周囲に誰もいないことを確認して、少女は光の粒子となって還り始めた。
「強く生きてくれ────我が子よ」
零れた言葉には、多分に後悔が乗せられていた……
──────────
「ルリア!!」
オルキスとビィの声が重なると同時に、ルリアの姿が完全に彼らの前から消え去った。
まるで巨大な生物に丸呑みされるかのように、タワー屋上に捨てられていた白い布に、ルリアは取り込まれていったのだ。
瞬間、ソレは覚醒した。
脈打つ気配。目まぐるしく変化をしていく様相。
星晶獣らしい生物の印象は、まるで感じられない。
巨大な外套のように全身を覆っている白い布。その内側へ徐々に肉体と呼んでいいのかわからないナニカが形成されていく。
人間でいえば顔に位置するところには奇妙な仮面のようなものが。ルリアを浚っていった躯の手は2本しかないが、それとは対照的に、筋肉を高密度に圧縮したような腕が幾本も布の奥から伸び出ている。

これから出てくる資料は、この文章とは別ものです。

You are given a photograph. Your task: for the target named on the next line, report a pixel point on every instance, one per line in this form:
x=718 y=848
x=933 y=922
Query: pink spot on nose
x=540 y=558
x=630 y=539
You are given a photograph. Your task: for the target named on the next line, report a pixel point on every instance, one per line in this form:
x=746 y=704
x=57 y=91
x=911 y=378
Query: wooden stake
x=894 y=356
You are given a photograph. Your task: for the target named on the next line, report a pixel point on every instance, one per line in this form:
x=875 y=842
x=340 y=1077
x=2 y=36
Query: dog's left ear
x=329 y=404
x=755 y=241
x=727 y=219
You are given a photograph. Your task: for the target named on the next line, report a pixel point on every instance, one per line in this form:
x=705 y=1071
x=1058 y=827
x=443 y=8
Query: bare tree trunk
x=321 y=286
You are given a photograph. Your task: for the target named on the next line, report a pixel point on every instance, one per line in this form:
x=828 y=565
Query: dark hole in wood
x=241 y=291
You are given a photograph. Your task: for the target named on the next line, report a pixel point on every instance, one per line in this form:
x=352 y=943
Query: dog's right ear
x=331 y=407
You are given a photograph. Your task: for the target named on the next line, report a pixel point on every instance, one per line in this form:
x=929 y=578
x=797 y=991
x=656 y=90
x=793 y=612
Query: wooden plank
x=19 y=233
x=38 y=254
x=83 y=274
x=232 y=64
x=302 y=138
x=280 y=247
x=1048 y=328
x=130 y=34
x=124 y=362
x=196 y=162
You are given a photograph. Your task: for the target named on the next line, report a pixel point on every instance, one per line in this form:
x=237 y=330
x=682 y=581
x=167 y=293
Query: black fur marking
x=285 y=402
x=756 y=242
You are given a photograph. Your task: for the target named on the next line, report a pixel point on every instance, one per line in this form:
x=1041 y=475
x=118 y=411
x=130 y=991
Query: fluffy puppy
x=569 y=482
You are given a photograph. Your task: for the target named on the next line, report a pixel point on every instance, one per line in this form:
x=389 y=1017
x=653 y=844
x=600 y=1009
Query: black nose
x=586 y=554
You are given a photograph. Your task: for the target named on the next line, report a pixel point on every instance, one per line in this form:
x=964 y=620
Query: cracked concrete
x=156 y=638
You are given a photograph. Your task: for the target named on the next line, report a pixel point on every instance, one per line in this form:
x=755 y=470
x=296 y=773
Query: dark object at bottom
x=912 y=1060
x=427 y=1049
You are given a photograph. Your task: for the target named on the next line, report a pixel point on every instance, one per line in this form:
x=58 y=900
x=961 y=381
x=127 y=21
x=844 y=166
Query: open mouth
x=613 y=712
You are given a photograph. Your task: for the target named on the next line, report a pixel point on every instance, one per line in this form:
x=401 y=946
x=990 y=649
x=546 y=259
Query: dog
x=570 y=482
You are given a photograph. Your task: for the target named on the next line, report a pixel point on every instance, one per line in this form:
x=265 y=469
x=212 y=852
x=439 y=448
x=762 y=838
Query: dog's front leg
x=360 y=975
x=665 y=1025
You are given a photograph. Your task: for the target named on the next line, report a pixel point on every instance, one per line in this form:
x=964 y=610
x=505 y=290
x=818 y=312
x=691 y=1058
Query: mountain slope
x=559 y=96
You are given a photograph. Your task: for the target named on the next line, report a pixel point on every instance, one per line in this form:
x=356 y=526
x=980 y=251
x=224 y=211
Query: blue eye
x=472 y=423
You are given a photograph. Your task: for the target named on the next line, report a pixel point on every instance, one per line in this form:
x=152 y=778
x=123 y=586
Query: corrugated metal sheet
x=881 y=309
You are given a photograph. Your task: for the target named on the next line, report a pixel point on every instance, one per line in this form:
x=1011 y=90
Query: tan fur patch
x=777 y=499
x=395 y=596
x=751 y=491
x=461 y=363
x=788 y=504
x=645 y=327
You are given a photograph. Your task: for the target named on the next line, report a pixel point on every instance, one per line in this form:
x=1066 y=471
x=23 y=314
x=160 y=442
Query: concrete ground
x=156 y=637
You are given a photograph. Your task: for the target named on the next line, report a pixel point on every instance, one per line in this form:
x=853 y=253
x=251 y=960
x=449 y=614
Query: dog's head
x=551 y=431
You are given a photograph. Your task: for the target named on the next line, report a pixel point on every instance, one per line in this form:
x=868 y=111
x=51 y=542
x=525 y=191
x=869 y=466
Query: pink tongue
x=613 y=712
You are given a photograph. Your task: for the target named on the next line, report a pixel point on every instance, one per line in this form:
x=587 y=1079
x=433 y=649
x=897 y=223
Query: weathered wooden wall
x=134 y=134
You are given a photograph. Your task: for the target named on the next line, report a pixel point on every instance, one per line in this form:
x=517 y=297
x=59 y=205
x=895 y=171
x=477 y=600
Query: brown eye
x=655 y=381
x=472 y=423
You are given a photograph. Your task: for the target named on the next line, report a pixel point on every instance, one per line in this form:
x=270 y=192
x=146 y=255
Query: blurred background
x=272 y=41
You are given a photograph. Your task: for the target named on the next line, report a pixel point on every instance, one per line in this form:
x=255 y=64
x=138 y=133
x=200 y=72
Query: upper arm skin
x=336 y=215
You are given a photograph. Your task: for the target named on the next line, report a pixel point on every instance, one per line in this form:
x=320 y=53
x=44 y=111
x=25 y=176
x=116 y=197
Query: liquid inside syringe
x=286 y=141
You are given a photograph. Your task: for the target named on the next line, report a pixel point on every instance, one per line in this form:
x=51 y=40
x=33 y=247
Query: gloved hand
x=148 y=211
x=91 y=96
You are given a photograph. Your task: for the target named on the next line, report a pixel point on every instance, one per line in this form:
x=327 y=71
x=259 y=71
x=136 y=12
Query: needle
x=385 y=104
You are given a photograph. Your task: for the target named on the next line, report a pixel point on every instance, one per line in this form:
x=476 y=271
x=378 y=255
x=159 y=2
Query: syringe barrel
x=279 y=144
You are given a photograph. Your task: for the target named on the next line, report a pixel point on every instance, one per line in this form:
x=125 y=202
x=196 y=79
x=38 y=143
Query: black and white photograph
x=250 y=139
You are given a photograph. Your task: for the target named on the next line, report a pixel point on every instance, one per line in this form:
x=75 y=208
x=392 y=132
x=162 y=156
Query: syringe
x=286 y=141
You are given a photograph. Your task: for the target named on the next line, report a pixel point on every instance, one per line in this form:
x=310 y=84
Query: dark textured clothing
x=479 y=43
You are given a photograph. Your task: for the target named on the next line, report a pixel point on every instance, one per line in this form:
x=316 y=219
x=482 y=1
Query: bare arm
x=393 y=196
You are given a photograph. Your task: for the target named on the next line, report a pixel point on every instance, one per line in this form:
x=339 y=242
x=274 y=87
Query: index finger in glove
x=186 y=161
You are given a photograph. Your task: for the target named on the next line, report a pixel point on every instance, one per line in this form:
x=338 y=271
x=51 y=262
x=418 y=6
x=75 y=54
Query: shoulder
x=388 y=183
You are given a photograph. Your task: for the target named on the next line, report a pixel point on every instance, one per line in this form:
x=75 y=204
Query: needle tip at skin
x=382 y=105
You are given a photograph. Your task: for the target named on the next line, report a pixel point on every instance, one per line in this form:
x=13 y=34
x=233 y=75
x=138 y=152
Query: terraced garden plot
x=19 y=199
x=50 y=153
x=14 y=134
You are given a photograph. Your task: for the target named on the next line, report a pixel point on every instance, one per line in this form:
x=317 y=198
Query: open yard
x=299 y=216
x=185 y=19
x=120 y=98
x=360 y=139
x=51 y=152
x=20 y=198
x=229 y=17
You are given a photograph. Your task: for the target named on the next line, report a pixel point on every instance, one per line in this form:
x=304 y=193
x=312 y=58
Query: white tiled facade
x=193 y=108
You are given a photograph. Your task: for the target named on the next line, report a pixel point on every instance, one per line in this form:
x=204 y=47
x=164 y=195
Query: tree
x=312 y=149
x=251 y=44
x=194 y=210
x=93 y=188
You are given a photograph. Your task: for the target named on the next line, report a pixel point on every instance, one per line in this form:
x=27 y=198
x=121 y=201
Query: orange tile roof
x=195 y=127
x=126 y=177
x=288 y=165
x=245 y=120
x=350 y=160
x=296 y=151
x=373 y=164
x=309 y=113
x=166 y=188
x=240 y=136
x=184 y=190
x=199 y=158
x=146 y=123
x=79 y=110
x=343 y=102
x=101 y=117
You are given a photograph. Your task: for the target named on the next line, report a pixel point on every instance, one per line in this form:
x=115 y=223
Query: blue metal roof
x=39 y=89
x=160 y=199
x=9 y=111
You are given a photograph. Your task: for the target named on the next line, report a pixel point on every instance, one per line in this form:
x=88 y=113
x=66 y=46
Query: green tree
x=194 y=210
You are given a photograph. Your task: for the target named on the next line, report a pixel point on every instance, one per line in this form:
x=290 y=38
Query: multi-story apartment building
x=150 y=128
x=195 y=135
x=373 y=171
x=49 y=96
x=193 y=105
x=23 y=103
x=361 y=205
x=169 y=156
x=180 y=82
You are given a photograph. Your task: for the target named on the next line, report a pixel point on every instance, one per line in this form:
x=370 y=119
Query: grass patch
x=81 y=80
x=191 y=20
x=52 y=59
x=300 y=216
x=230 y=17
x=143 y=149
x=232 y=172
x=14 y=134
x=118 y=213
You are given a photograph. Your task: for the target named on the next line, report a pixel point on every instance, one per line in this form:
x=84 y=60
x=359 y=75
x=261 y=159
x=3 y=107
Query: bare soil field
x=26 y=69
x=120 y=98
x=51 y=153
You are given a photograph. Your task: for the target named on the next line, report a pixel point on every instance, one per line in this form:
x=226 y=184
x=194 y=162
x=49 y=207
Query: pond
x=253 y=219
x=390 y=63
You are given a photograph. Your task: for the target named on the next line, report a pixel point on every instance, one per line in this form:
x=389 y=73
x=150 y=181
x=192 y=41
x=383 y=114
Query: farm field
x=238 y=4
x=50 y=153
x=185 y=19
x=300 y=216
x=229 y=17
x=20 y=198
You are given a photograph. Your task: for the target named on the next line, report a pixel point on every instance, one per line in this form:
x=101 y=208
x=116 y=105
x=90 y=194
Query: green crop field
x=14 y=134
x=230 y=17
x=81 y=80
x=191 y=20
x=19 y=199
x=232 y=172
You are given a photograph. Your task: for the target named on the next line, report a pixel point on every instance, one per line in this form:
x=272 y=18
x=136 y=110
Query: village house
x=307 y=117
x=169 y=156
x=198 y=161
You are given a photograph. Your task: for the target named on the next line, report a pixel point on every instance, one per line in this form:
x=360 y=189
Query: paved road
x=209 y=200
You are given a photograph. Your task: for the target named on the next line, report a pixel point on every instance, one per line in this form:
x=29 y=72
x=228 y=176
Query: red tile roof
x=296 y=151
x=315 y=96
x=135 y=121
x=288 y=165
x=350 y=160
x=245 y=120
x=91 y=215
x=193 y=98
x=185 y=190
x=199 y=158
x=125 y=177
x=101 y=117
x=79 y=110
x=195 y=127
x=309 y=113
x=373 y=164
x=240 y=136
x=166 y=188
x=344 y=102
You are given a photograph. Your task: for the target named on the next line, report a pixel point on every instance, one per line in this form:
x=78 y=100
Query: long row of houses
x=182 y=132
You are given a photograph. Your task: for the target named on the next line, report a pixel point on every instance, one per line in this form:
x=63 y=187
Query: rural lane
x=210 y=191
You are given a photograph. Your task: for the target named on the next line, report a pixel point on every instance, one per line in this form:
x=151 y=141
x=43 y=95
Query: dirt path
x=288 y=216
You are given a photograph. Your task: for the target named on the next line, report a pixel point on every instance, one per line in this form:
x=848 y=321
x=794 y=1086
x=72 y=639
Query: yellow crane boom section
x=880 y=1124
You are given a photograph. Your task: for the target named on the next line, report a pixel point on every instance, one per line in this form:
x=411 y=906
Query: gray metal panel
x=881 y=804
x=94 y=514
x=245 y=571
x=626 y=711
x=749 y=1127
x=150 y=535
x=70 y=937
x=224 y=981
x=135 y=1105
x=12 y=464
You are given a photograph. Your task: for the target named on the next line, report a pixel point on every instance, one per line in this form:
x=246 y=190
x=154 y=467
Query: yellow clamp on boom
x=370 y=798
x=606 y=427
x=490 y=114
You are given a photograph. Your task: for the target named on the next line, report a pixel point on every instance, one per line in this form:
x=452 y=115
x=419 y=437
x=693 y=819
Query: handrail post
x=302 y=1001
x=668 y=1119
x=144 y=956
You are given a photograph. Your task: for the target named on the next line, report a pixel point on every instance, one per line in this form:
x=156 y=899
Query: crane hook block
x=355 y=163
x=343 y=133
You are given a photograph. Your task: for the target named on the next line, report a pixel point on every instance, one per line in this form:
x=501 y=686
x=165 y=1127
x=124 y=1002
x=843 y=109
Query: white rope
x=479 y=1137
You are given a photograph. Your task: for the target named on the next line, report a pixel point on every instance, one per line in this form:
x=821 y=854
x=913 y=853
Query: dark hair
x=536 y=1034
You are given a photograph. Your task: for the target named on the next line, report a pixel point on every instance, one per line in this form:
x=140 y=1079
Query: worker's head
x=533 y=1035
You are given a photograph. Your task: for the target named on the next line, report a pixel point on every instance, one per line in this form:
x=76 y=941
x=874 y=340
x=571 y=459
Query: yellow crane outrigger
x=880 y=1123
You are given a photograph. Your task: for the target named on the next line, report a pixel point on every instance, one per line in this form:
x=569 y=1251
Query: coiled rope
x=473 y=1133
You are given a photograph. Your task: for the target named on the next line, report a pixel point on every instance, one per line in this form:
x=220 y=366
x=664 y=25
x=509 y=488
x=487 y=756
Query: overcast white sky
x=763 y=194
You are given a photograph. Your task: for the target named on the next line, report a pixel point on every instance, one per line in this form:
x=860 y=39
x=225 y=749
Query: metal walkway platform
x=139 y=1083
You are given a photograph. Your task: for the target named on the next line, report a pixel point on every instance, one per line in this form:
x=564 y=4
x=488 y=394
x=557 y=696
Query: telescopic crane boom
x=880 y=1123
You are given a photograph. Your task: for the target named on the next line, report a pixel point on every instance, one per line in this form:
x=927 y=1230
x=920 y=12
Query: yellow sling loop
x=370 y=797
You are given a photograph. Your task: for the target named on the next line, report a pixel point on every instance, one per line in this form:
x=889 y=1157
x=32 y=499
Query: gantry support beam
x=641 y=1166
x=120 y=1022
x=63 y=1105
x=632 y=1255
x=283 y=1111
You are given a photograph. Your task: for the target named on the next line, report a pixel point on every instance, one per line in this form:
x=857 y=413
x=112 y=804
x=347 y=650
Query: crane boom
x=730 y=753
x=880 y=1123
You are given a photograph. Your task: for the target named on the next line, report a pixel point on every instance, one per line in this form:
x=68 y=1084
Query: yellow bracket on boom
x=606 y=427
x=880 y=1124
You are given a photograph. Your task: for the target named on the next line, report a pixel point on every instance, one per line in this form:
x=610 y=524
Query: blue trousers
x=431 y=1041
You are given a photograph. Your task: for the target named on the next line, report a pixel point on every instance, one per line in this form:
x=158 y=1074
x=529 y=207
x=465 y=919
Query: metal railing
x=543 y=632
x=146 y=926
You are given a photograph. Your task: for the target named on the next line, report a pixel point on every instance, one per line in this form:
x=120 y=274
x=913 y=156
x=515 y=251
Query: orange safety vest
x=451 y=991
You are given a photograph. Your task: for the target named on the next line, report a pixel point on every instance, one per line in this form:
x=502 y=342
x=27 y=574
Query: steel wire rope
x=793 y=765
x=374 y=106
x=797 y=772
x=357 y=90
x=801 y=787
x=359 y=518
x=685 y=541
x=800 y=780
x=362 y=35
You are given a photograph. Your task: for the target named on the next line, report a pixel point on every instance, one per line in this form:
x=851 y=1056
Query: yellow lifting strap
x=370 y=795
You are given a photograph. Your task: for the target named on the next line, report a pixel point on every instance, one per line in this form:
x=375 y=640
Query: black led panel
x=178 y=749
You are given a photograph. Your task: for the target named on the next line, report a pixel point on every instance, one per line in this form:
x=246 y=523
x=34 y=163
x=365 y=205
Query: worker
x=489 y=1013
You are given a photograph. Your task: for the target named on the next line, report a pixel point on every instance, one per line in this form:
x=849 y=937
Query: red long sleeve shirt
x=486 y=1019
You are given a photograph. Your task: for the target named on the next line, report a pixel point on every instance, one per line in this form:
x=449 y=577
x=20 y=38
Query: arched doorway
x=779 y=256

足はない……代わりに巨大な海洋生物の面影をみせるような、ゆらゆらとヒレの様なものが後ろへと流れていた。
声は無い。音も無い。
それでもオルキスとビィはアーカーシャの声を聞いた。
甲高く高らかに鳴く鳥の声だろうか。世界を揺るがすような咆哮であろうか。
違う、それはどこか足元が覚束なくなるような、狂喜を示した笑い声の様な気がした。
「やべぇ……間違いねぇ。こいつが……」
「アー……カーシャ……」
呟く声は震えていた。
今ならわかる。あれ程までに震えていたルリアの様子の意味が。
聞こえた瞬間にわかる。これはどこまでも格の違う、次元の違う存在なのだと。
「──ルリアを、返して!」
震える身体を叱咤して、オルキスは手を翳した。
召喚、リヴァイアサン。呼び寄せた圧壊の水流がアーカーシャへと襲い掛かった。
が、水流はアーカーシャの手前で見えない何かに阻まれたかのように弾けた。
「だったら……」
再び翻す手。淡い光に包まれ、何かの共鳴を誘うように明滅を始める。
それはルーマシーの時と同じ、ルリアに対しての権限の行使だ。
「我、アルクスの名において……管理権限、星晶獣アーカーシャの停止を要請」
「オルキス、あぶねぇ!!」
返されたのは無機質なルリアの声ではなく、アーカーシャの巨大な腕であった。ハンマーのように振り下ろされた腕が、オルキスの目の前の地面を粉砕する。
「あぅ!?」
「ふんぎゃ!?」
オルキスを体当たりで押し飛ばしたビィと二人そろって、その衝撃に大きく吹き飛ばされてしまう。
屋上を転がるオルキスは、すぐに立とうとして僅かに眩暈を覚える。
当然だろう、彼女にとってこのように大きく吹き飛ばされて地面に転がるなど初めての経験だ。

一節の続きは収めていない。